Please, Charlie—wherever he wants you to be—come home.

"What is he doing there?" an older woman asked, lightly touching Joey's shoulder.

"Sorry, just looking for a lost sock," Joey replied as he walked away from the laundry area. Once in the hallway, Joey turned to look at the woman and saw the "Garbage Room" sign on an adjoining metal door.

-You live here? the woman asked defiantly. She was carrying a plastic container for the clothes and a Gold Medic Alert bracelet. "Of course," Joey said, walking past the woman and peeking into the junk room. Smell of rotten oranges. A waste chute in one corner. Neither Oliver nor Charlie.

"Listen to me, I'm talking to you," the woman threatened.

"I'm sorry," Joey said. It's just that these are my mother's favorite socks. She told me to come here to do the laundry because the dryers are better on the lower floors...

-They are better...

"... I completely agree with you, but now that sock has disappeared, and... the fact is that it was her favorite sock."

Joey stepped away from the woman, hit the elevator call button, and hurried into the elevator as the doors opened.

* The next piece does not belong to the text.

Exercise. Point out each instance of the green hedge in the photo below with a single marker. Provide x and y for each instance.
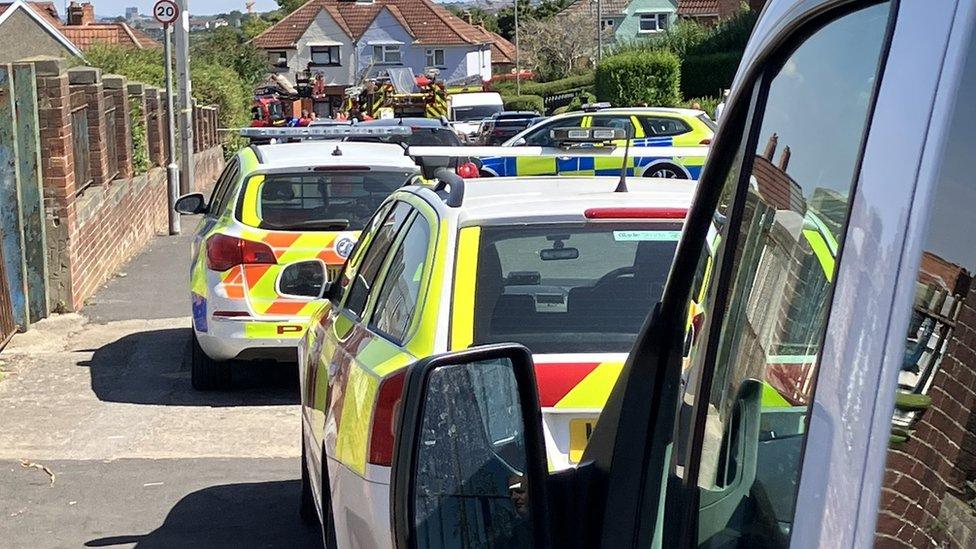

"I'll keep an eye out in case he shows up!" the woman yelled. But before she could finish the sentence, the doors closed.

"Was it your favorite sock?" Noreen teased through her headset.

"Come on, die," Joey said. I have done my job.

"Yes, ma'am, you've managed to fool the ninety-year-old retirees again in that nest of spies: the Wilshire Residential Complex & Communist Inn."

"Where do you want to go?"

"All I'm saying is that I don't see the point in searching that place—much less the third floor and the laundry room—just because Oliver and Charlie's grandmother once lived there.

"First of all, if Grandma lived on the third floor, she's the one you'll know best. Second, never underestimate a laundry room as a hiding place. And third, when it comes to human behavior, there is only one thing in the whole world that you can count on without a doubt...

"Habit," Noreen and Joey said in unison.

"Don't tease," Joey warned as the doors opened as the elevator reached the lobby. Habit is the one thing that all human beings share. We can't help it. It is what makes us always drive home on the same road; and we buy the coffee in the same place; and brush our teeth and wash our faces in the same order. She stepped aside to let a group of older women in lavender T-shirts and headbands pass by; Joey followed the sign to the pool area and left the building. It's the same reason my father only enters his house through the back door. Never through the front door. I call it a nutcase, he thinks it makes his life easier...

"And that's how all habits are born," Noreen interrupted. Brief, insignificant moments of control in a world dominated by dark chaos. We all fear death, so we all put on our underwear before our socks.

"Actually, some people tend to put their socks on first," Joey pointed out as he looked at the older man by the pool with a horse betting slip and his black socks pulled up to his knees. But when we have problems we look for what is familiar to us. And that is the most basic habit of all.

Joey walked past the pool examining Oliver and Charlie's old favorite playground. For the two kids who were competing in the pool in the Marco Polo Super Bowl, there was no better place than this. But as he watched the brother and sister chase each other around the shuffleboard, he knew that the best games never go away. To his left was a path leading to the condominium sales office. To the right stood the club. One was full of employees. The other was practically hidden by trees and bushes. Joey didn't hesitate for a moment.

"They have a club," he told Noreen as he walked past the hot tub and onto the tree-lined concrete driveway. One turn to the left, another to the right, and the pool area was out of sight. After glancing over his shoulder to make sure no one was near him, Joey walked slowly to the door.